The Alchemist – (Part 2/?)

Que trata de la novela escrita por Paulo Coelho


Seguiremos leyendo ‘El Alquimista‘. El pastor Santiago conoce a la moza de los cabellos negros.

“I need to sell some wool,” said the shepherd to the trader. The man’s shop was full of customers, and the shopkeeper kindly asked the shepherd to wait until sunset. The boy sat down on the ground of the shop and took out a book from his knapsack. “I didn’t know that you shepherds were able to read books,” said a feminine voice next to him. She was a typical young girl from the region of Andalusia, with her black hair, and eyes that vaguely reminded one of the old Moorish conquerors. “It’s because the sheep teach more than any book ever could,” responded the boy. They were talking for more than two hours. She told him that she was the daughter of the shopkeeper, and she talked about life in the small village, where every day was the same as the day before. The shepherd talked about the fields and pastures of Andalusia, and the most recent things he saw in the cities that he had visited. He was happy to be talking with someone other than the sheep. “How did you learn to read?” asked the girl at one point. “Like everyone else,” responded the boy. “In school.” “So, if you know how to read, why aren’t you something more than just a simple shepherd?” The boy apologized as best he could in order to avoid responding to that question. He was certain that the girl would never understand. He continued telling his travel stories, and her little Moorish eyes opened and closed with fear and surprise. As time went by, the boy began to wish that day would never end, that the girl’s father would be busy for a long time and would order him to wait three days. He realized that he was feeling something that he had never felt before: the desire to stay in the same city forever. With the girl with the black hair, his days would never be the same. However, the shopkeeper finally arrived and ordered the boy to shear four sheep. Then he paid the shepherd what he owed him and he asked him to return the next year.

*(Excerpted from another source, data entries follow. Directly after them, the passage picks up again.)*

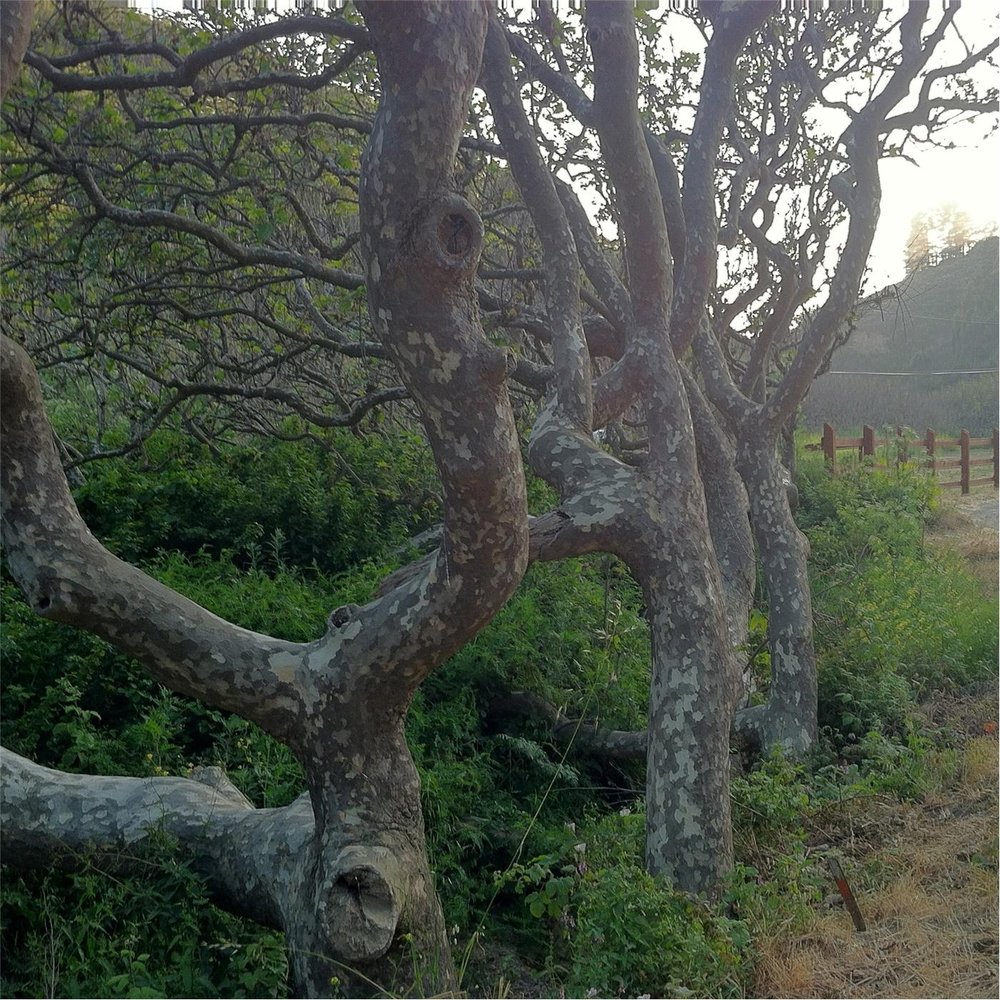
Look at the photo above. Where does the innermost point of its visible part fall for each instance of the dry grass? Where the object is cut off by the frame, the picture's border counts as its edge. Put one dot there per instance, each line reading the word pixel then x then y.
pixel 932 913
pixel 968 525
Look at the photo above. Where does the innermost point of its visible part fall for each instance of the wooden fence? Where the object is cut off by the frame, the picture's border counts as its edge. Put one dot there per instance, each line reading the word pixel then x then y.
pixel 900 449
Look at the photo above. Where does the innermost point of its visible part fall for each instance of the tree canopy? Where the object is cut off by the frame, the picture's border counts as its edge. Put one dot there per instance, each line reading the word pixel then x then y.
pixel 556 226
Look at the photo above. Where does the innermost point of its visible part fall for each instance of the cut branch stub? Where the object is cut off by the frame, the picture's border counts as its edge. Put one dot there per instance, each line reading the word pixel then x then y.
pixel 362 903
pixel 449 234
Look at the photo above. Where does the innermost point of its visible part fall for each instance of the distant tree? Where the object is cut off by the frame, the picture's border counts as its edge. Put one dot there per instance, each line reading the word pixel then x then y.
pixel 692 369
pixel 940 234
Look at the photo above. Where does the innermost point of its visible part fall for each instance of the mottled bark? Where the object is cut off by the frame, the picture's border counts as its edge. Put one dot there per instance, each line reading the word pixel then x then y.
pixel 347 878
pixel 788 718
pixel 15 30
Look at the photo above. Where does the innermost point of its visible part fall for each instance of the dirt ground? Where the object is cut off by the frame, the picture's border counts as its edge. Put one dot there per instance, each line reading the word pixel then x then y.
pixel 924 873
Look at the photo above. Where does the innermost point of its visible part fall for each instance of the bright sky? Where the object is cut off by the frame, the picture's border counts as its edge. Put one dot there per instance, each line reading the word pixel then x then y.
pixel 965 177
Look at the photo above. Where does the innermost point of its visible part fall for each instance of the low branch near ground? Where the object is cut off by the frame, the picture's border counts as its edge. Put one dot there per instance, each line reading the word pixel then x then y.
pixel 254 861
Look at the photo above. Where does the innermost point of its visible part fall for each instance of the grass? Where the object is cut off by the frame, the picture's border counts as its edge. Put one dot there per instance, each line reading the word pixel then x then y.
pixel 932 922
pixel 924 872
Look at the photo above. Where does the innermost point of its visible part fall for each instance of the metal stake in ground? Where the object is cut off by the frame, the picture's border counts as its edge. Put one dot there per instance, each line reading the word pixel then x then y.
pixel 845 890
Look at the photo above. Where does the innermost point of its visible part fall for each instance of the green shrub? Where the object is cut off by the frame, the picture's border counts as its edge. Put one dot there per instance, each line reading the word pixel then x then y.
pixel 894 619
pixel 153 934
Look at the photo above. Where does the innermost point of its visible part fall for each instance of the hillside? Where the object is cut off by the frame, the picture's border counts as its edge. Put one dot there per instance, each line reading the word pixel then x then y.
pixel 944 318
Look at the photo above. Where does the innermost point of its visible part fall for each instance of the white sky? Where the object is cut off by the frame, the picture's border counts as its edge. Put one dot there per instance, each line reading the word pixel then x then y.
pixel 965 177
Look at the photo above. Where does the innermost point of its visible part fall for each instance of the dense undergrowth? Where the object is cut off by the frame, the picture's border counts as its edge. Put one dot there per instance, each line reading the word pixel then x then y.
pixel 537 847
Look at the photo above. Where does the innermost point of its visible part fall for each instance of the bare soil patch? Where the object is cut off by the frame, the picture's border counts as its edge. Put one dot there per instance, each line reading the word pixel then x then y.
pixel 925 876
pixel 969 525
pixel 924 873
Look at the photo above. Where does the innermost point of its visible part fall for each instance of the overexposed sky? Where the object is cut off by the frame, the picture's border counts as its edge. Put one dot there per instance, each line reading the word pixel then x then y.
pixel 965 177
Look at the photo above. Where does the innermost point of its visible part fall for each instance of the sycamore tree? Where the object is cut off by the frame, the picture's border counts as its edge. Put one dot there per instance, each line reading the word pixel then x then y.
pixel 566 216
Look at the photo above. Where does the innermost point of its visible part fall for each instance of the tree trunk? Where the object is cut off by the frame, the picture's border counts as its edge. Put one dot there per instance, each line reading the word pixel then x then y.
pixel 691 703
pixel 788 718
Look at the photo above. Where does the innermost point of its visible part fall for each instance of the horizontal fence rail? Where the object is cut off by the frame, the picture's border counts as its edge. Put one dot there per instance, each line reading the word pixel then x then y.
pixel 900 448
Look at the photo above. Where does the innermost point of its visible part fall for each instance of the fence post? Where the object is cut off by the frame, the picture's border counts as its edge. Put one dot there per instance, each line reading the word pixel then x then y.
pixel 867 441
pixel 963 440
pixel 829 448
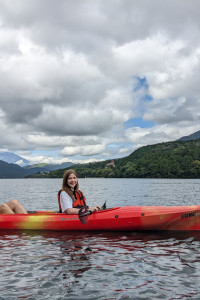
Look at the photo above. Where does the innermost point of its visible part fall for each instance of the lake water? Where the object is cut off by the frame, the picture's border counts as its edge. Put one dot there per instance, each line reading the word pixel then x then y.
pixel 100 265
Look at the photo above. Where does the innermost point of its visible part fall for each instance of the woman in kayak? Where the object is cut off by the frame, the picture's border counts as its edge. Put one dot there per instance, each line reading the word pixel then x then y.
pixel 12 207
pixel 71 198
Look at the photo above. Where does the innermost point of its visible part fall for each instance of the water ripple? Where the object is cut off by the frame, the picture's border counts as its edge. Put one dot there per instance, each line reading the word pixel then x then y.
pixel 99 266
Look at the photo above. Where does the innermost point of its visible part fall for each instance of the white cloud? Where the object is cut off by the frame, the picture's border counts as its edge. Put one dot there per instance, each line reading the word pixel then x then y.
pixel 69 74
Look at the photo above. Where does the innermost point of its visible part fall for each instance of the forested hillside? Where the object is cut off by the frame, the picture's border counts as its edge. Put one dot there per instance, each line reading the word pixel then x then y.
pixel 180 159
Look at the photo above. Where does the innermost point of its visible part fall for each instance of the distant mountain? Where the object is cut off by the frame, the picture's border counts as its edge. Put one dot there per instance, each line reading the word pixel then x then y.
pixel 14 171
pixel 11 170
pixel 10 157
pixel 193 136
pixel 179 159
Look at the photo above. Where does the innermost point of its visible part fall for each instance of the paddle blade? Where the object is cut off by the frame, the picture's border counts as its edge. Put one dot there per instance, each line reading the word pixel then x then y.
pixel 83 214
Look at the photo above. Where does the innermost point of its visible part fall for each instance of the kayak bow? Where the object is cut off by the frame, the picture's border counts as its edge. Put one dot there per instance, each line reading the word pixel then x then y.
pixel 127 218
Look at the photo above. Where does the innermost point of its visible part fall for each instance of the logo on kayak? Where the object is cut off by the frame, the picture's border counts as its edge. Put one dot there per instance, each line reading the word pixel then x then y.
pixel 188 215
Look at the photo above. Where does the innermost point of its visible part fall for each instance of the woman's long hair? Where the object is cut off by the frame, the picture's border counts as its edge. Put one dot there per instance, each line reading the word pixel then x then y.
pixel 65 186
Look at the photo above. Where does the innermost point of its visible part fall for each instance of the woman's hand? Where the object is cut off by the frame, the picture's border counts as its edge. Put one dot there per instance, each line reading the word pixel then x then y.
pixel 95 208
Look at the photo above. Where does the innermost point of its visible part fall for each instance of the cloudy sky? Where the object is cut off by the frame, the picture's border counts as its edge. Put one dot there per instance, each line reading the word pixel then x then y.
pixel 89 80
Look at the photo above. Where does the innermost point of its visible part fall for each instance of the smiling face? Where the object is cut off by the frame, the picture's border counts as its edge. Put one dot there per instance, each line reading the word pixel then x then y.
pixel 72 181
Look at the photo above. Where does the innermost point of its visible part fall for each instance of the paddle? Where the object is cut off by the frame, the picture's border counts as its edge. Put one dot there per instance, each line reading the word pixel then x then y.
pixel 83 214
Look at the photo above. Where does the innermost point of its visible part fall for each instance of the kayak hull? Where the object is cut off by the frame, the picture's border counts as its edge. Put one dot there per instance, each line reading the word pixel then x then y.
pixel 127 218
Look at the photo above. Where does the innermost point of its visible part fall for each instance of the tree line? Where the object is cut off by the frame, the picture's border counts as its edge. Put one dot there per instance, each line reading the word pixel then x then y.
pixel 179 159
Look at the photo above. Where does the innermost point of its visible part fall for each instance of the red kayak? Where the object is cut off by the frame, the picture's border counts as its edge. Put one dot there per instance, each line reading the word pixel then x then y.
pixel 127 218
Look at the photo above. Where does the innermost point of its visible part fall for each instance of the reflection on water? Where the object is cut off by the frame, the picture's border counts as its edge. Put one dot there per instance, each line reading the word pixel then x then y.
pixel 106 265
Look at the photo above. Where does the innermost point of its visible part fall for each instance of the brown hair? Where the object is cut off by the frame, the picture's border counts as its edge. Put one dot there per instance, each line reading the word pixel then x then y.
pixel 65 186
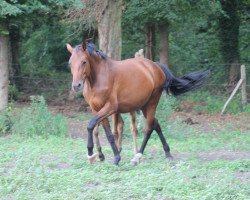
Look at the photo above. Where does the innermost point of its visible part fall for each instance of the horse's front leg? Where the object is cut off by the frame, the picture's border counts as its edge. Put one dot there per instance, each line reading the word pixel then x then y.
pixel 98 144
pixel 111 139
pixel 106 111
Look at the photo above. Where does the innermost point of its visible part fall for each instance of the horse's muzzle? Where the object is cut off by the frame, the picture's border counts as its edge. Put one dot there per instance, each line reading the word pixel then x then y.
pixel 76 87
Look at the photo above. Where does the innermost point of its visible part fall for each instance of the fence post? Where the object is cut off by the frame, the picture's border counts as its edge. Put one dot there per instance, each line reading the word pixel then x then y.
pixel 244 85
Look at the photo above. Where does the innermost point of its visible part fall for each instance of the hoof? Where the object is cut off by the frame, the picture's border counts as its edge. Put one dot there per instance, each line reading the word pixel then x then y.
pixel 92 158
pixel 117 159
pixel 136 160
pixel 101 157
pixel 169 156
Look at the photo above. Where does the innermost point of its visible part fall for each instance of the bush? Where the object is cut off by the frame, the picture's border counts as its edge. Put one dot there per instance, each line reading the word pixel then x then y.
pixel 37 120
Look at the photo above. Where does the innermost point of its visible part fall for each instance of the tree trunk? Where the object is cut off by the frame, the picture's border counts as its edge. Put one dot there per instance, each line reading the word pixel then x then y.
pixel 229 24
pixel 164 50
pixel 4 64
pixel 14 45
pixel 109 28
pixel 149 41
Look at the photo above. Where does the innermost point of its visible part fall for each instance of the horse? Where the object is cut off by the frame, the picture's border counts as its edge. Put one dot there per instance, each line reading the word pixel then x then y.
pixel 117 131
pixel 112 87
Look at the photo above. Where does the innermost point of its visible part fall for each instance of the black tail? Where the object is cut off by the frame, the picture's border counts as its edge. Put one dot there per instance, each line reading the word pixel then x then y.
pixel 178 86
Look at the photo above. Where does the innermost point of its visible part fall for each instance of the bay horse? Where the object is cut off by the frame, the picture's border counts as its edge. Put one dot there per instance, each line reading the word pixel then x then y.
pixel 118 125
pixel 112 87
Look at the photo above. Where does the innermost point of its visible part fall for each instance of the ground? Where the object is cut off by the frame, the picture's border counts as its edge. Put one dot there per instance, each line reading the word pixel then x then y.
pixel 212 161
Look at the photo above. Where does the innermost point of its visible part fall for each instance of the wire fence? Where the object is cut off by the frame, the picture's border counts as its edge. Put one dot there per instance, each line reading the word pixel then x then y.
pixel 55 86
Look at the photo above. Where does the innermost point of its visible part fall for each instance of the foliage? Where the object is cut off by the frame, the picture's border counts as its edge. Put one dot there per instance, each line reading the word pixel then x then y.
pixel 37 120
pixel 5 120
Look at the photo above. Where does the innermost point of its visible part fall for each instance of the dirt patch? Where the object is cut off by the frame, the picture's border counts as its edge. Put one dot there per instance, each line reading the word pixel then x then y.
pixel 243 176
pixel 213 123
pixel 224 155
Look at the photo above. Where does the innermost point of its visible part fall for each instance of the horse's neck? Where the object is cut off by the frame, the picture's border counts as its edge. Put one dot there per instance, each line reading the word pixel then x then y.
pixel 100 73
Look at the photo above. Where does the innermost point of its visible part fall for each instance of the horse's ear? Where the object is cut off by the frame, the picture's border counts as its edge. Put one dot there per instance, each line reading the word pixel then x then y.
pixel 84 46
pixel 70 48
pixel 89 40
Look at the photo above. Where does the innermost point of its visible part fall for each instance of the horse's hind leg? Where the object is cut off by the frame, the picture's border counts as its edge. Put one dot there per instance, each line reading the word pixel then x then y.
pixel 118 125
pixel 163 140
pixel 134 130
pixel 98 145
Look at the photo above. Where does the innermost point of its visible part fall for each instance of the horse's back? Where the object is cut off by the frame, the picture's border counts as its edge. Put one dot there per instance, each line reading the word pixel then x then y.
pixel 134 82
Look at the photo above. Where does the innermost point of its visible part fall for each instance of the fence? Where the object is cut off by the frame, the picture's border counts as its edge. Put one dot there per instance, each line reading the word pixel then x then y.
pixel 55 87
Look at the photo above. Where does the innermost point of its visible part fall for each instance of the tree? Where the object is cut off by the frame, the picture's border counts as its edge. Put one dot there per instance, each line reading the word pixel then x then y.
pixel 4 63
pixel 165 14
pixel 105 16
pixel 109 27
pixel 229 23
pixel 11 12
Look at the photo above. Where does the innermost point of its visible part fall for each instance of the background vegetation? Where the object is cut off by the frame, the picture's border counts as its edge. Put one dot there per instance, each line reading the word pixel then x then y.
pixel 40 160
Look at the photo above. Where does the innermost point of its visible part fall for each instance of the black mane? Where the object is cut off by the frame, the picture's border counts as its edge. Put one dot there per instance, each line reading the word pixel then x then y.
pixel 91 49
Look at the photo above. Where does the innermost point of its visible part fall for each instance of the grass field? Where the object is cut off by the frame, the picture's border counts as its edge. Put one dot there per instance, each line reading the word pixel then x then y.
pixel 208 165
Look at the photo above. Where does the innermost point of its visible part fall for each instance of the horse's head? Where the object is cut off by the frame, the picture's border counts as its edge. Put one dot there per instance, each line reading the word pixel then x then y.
pixel 79 65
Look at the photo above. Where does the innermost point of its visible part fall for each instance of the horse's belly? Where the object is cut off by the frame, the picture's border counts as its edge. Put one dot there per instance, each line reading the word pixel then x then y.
pixel 133 100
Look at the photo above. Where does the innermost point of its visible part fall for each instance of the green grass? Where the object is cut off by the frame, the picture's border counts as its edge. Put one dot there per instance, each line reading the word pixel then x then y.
pixel 57 168
pixel 50 166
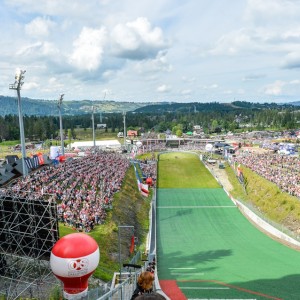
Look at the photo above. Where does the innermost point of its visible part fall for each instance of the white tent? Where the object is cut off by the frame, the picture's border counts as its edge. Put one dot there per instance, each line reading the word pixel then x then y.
pixel 104 144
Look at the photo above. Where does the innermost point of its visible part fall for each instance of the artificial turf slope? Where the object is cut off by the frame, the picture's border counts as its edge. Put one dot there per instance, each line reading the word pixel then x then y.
pixel 211 249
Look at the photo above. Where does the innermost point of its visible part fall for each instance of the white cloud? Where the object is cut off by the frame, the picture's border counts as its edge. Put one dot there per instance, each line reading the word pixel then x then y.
pixel 137 40
pixel 186 92
pixel 88 49
pixel 164 88
pixel 274 89
pixel 39 27
pixel 158 64
pixel 291 61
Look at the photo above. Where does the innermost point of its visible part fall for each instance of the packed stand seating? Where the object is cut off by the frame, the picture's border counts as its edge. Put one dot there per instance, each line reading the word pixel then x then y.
pixel 83 187
pixel 148 168
pixel 283 170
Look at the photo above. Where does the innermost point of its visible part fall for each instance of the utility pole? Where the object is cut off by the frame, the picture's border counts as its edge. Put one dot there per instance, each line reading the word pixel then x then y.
pixel 124 121
pixel 93 125
pixel 17 85
pixel 62 143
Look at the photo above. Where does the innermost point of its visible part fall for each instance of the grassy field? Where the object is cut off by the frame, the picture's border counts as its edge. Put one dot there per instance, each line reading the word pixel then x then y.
pixel 212 251
pixel 267 200
pixel 173 165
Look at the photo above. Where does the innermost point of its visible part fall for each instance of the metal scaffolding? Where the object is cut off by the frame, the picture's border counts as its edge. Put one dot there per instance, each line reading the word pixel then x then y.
pixel 28 231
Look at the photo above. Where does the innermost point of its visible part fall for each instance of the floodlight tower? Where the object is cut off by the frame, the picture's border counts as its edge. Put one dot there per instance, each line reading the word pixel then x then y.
pixel 60 124
pixel 124 121
pixel 17 85
pixel 93 125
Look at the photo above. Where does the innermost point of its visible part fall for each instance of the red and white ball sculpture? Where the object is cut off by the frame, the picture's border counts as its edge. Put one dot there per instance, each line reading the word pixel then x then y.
pixel 73 260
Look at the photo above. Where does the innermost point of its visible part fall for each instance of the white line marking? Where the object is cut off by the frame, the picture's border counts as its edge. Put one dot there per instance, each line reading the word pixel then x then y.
pixel 203 288
pixel 182 268
pixel 201 274
pixel 220 206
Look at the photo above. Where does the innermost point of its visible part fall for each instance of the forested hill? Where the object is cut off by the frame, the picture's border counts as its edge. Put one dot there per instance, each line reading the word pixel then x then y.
pixel 37 107
pixel 207 107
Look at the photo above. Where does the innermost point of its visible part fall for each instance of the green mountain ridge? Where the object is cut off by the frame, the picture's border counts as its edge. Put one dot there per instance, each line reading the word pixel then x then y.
pixel 39 107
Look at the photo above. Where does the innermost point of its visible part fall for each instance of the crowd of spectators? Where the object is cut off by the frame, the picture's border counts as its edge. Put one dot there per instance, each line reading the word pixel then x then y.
pixel 148 168
pixel 82 187
pixel 283 170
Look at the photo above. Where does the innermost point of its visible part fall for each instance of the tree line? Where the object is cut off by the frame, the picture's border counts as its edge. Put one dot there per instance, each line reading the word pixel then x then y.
pixel 215 121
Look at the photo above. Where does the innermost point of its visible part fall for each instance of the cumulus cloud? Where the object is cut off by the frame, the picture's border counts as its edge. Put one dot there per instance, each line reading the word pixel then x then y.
pixel 164 88
pixel 39 27
pixel 186 92
pixel 137 40
pixel 251 77
pixel 274 89
pixel 157 64
pixel 292 61
pixel 88 49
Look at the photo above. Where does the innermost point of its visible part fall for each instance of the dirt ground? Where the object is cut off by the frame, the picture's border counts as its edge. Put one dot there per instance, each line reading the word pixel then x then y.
pixel 221 175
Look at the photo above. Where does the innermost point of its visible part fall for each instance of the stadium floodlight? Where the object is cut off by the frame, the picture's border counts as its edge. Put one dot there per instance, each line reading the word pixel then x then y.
pixel 60 124
pixel 93 127
pixel 124 121
pixel 17 85
pixel 120 259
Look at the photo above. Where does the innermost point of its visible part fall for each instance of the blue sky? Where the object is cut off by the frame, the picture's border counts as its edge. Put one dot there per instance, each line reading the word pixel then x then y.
pixel 158 50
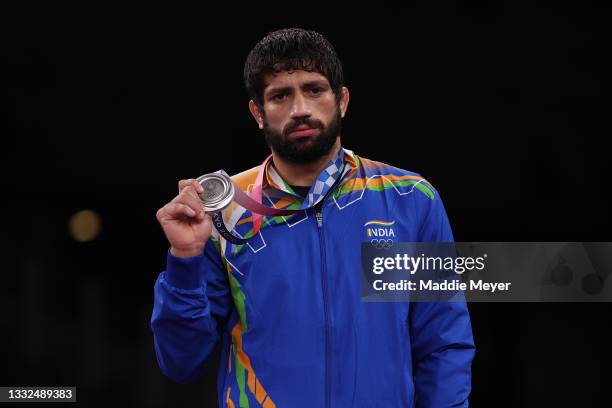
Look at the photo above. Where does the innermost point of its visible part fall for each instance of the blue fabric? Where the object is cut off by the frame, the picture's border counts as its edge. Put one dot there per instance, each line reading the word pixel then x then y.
pixel 309 338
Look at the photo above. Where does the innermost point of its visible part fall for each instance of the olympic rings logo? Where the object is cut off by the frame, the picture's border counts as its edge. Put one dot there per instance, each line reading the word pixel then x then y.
pixel 381 243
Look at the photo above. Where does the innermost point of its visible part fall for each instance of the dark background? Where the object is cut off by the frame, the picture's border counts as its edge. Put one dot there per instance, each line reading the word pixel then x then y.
pixel 503 107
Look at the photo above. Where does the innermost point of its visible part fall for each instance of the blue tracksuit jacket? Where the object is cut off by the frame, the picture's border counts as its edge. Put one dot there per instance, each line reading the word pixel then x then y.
pixel 287 307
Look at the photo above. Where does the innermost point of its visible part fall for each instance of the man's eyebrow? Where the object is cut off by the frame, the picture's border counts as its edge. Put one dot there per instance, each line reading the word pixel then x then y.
pixel 316 82
pixel 283 89
pixel 277 89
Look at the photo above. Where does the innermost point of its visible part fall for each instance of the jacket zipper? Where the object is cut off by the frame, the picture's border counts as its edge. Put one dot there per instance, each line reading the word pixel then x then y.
pixel 319 216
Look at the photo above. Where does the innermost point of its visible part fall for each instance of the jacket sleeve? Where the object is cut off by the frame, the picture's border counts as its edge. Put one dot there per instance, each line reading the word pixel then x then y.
pixel 442 343
pixel 192 302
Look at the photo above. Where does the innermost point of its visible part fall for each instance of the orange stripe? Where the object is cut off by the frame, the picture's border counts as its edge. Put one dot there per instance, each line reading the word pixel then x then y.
pixel 258 391
pixel 260 394
pixel 269 404
pixel 228 401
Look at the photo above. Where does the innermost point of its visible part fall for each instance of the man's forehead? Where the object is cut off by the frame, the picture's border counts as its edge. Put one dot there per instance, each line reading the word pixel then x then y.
pixel 286 78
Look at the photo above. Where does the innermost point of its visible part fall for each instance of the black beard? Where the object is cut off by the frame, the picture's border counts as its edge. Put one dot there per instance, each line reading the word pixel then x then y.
pixel 311 149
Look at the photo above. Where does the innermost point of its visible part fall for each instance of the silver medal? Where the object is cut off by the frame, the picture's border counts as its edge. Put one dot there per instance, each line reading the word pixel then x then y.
pixel 218 191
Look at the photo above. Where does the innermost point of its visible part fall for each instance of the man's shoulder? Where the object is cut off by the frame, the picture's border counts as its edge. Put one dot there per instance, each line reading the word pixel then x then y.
pixel 373 167
pixel 245 179
pixel 401 180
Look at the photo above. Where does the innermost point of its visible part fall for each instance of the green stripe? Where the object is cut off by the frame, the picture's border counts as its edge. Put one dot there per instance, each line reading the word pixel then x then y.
pixel 239 297
pixel 240 374
pixel 390 184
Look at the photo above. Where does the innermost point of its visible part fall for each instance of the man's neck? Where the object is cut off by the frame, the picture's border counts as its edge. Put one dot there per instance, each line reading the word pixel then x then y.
pixel 303 174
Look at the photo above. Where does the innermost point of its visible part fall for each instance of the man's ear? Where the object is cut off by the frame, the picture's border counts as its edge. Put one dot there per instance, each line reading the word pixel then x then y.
pixel 256 114
pixel 344 101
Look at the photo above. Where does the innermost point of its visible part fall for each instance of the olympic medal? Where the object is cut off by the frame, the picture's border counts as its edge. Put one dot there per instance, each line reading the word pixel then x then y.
pixel 218 191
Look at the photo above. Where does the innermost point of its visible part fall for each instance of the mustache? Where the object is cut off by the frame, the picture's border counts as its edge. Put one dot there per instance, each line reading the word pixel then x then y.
pixel 311 123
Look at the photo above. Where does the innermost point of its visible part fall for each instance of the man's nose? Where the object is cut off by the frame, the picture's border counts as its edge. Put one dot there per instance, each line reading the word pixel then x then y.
pixel 300 107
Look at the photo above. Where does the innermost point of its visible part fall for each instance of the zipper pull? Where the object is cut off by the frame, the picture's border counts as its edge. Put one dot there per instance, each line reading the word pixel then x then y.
pixel 319 218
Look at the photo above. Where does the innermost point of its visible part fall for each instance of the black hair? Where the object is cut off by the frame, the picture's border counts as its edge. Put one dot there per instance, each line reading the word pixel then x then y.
pixel 291 49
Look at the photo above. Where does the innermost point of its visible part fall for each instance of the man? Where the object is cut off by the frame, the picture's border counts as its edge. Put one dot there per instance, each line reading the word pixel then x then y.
pixel 286 305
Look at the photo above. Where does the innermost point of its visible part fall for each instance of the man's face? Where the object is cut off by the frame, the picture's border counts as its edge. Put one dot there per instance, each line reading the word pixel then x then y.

Now, the same village was only four days away. He was excited and, at the same time, unsure: perhaps the girl had already forgotten him. Many shepherds passed by there to sell wool. “It doesn’t matter,” said the boy to his sheep. “I also know other girls in other cities.” But deep down in his heart, he knew that it did matter, and that shepherds, like sailors and travelers, always knew one city in which there was someone who could make them forget the joy of traveling around the world.